Se o que se objetiva é uma aliança, trata-se daquela que, não há muito, era mais livremente chamada (e que cantava Jean Ferrat) de "o sabre e o aspersório". Caso se queira falar de uma consubstancialidade, o que se implica é uma natureza fundamentalmente teológica da política, ou, o que daria no mesmo, o inverso. De um ou de outro modo, dizemos que a política está autorizada por uma vontade divina mais ou menos dissimulada, ou que a religião tem como único objetivo dominar a coletividade.

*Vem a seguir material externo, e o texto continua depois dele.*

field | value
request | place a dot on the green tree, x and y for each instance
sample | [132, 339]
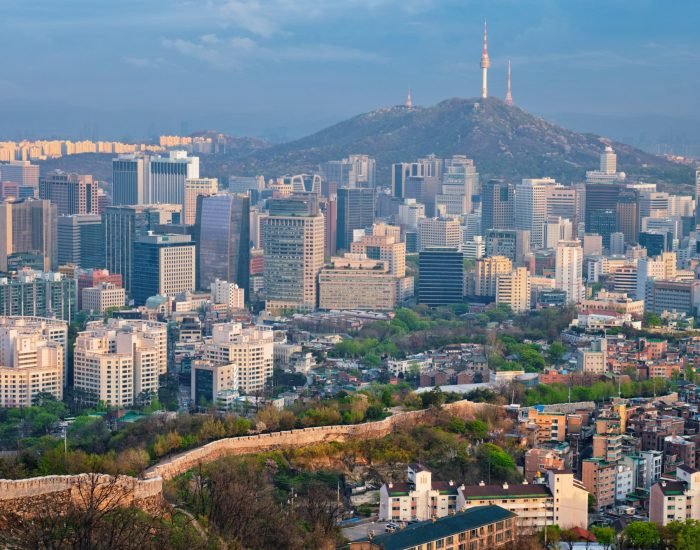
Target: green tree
[642, 535]
[605, 536]
[556, 352]
[652, 319]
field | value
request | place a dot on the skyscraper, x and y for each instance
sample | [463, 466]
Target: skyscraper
[167, 175]
[485, 64]
[195, 188]
[531, 207]
[28, 229]
[355, 211]
[222, 234]
[129, 180]
[459, 183]
[81, 241]
[21, 172]
[441, 277]
[569, 270]
[293, 236]
[163, 265]
[122, 226]
[497, 205]
[71, 193]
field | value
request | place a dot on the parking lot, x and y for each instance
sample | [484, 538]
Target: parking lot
[360, 530]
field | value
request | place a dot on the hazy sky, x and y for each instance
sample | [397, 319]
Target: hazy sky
[285, 67]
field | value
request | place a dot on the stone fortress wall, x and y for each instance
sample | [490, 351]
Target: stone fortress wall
[26, 496]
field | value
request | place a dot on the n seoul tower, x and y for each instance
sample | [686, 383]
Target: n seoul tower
[485, 64]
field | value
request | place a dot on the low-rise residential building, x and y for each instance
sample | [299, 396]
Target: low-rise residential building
[477, 528]
[559, 499]
[676, 500]
[120, 363]
[598, 476]
[31, 359]
[249, 348]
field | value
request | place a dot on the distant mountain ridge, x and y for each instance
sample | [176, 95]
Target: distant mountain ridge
[504, 141]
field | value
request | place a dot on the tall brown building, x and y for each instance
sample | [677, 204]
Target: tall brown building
[71, 193]
[28, 235]
[628, 215]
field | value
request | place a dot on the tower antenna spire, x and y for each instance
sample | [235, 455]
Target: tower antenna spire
[509, 96]
[485, 64]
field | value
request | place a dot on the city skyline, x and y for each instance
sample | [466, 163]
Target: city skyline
[270, 69]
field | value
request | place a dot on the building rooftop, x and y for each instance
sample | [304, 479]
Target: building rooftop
[427, 531]
[533, 490]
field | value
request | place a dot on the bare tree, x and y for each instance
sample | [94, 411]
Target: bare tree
[98, 516]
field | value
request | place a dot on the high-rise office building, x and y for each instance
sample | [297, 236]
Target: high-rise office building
[607, 173]
[569, 270]
[628, 220]
[251, 349]
[195, 188]
[486, 272]
[28, 230]
[37, 294]
[497, 205]
[441, 276]
[223, 292]
[31, 359]
[697, 196]
[129, 180]
[557, 229]
[164, 265]
[120, 363]
[355, 211]
[71, 193]
[566, 202]
[384, 244]
[354, 171]
[94, 277]
[222, 235]
[122, 225]
[459, 182]
[293, 240]
[81, 241]
[531, 207]
[514, 244]
[167, 176]
[355, 281]
[439, 233]
[513, 289]
[600, 197]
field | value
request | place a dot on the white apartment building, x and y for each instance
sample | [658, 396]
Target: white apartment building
[514, 289]
[251, 349]
[121, 361]
[31, 359]
[223, 292]
[569, 270]
[102, 297]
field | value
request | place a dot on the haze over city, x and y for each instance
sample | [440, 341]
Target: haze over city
[282, 69]
[349, 275]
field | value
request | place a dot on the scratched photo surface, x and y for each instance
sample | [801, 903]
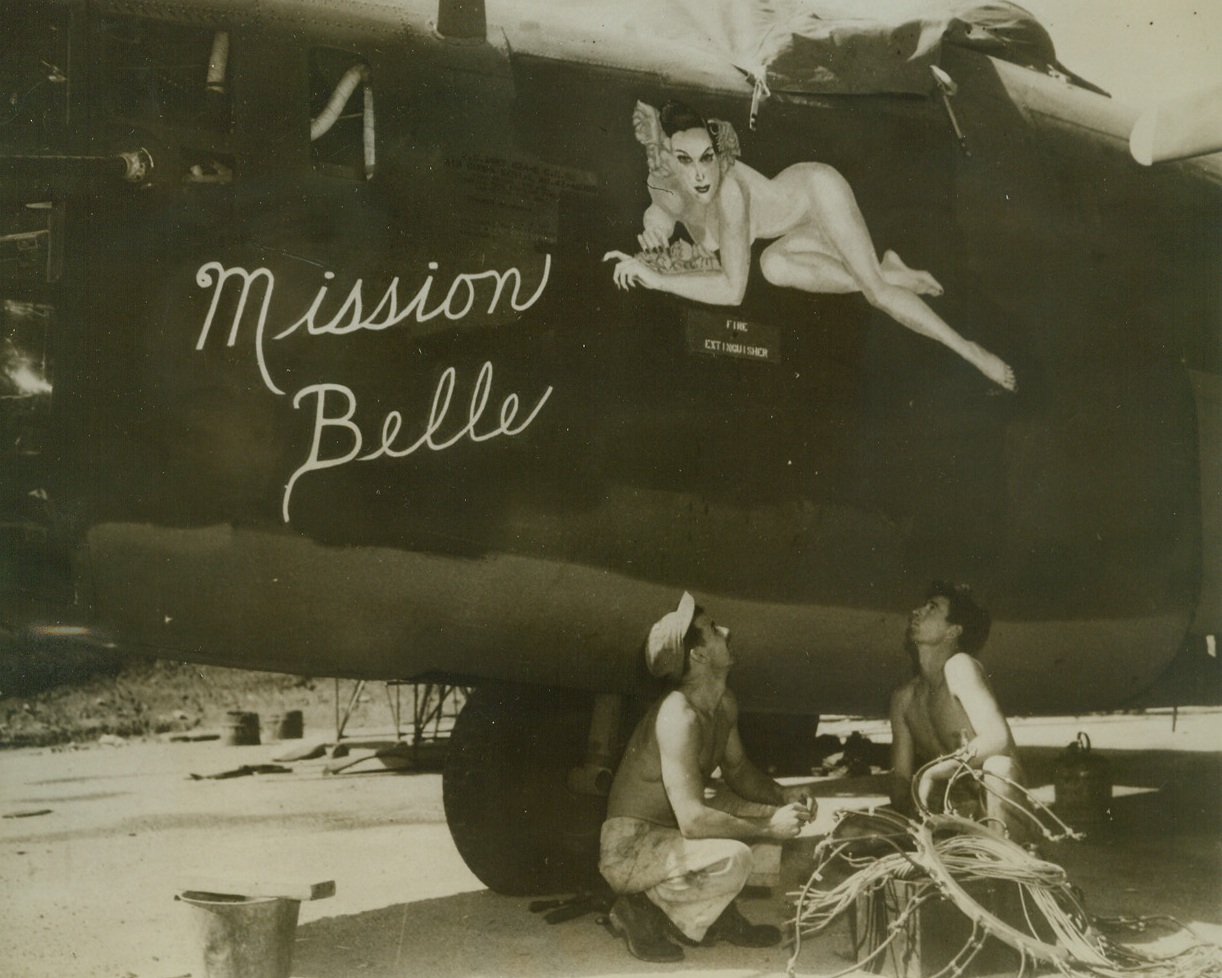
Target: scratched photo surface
[450, 342]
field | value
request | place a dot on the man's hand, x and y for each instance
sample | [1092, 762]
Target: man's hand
[787, 820]
[801, 795]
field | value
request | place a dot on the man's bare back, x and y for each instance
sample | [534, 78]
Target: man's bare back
[935, 718]
[638, 790]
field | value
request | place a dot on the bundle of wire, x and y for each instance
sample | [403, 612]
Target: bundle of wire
[942, 857]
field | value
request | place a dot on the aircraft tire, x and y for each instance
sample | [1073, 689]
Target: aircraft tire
[512, 818]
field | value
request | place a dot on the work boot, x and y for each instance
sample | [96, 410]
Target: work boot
[733, 928]
[633, 917]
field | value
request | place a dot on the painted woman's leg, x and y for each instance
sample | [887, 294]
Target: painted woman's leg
[845, 227]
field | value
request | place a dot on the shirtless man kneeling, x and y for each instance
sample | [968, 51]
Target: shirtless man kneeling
[947, 710]
[677, 862]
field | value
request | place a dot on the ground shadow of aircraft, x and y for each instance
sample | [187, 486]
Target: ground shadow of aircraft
[312, 363]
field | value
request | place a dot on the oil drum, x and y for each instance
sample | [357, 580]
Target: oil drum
[1083, 785]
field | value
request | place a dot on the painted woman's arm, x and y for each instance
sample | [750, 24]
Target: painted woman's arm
[724, 286]
[659, 226]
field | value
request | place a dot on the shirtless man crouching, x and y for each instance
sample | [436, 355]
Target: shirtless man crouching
[948, 710]
[676, 862]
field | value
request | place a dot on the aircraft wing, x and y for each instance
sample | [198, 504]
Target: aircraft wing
[823, 47]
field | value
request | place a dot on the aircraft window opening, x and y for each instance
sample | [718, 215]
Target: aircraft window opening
[168, 73]
[342, 132]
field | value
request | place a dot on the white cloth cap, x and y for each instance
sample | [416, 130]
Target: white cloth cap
[665, 649]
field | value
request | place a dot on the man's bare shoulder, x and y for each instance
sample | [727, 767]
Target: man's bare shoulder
[962, 669]
[903, 693]
[728, 705]
[676, 710]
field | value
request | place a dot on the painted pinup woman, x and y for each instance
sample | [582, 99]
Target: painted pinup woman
[820, 240]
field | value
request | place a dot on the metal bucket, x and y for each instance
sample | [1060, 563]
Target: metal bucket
[241, 937]
[240, 729]
[286, 726]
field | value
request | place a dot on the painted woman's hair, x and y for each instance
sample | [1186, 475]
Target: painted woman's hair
[677, 116]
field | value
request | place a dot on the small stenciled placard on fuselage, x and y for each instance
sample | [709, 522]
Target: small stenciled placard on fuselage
[716, 334]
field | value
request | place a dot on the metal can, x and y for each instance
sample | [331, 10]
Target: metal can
[1083, 786]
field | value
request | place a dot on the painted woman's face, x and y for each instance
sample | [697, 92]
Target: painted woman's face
[695, 164]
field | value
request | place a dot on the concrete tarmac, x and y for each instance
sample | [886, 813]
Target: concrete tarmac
[97, 842]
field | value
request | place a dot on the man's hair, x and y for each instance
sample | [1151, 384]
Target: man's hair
[692, 638]
[963, 610]
[676, 116]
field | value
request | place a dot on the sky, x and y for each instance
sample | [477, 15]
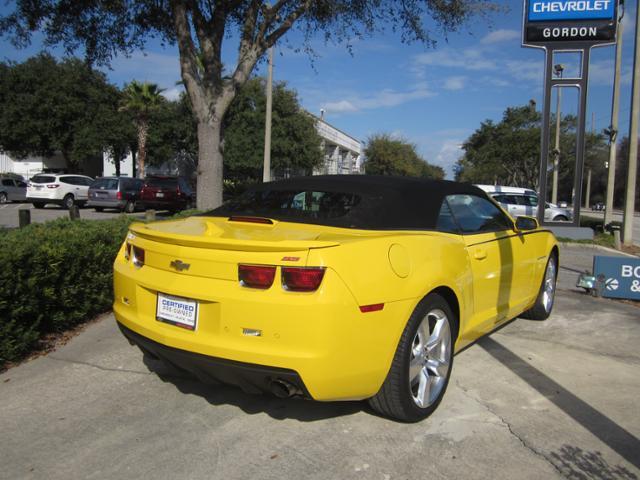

As alianças são flagrantes, não é preciso se delongar sobre isso. Não é uma razão para se enganar, isto é, para esquecer que toda nossa tradição, teológica e política, repousa sobre a separação das duas esferas. Essa separação está, de início, no judaísmo desde o fim do reino de Israel (e a respeito disso, o atual Estado de Israel vive numa contradição interna). Ela é fundamental no cristianismo (os dois reinos) e há muito tempo é uma questão ativa para o Islã[1] (para o qual o chamado ao califado hoje é apenas uma palavra de ordem integralista).
Com frequência, o "direito divino” da monarquia francesa é compreendido erroneamente como quase-teocrático, quando, na realidade, era um expediente para se desvincular da feudalidade e que, ademais, sua elaboração, tanto teológica quanto jurídica, foi muito complexa e sutil.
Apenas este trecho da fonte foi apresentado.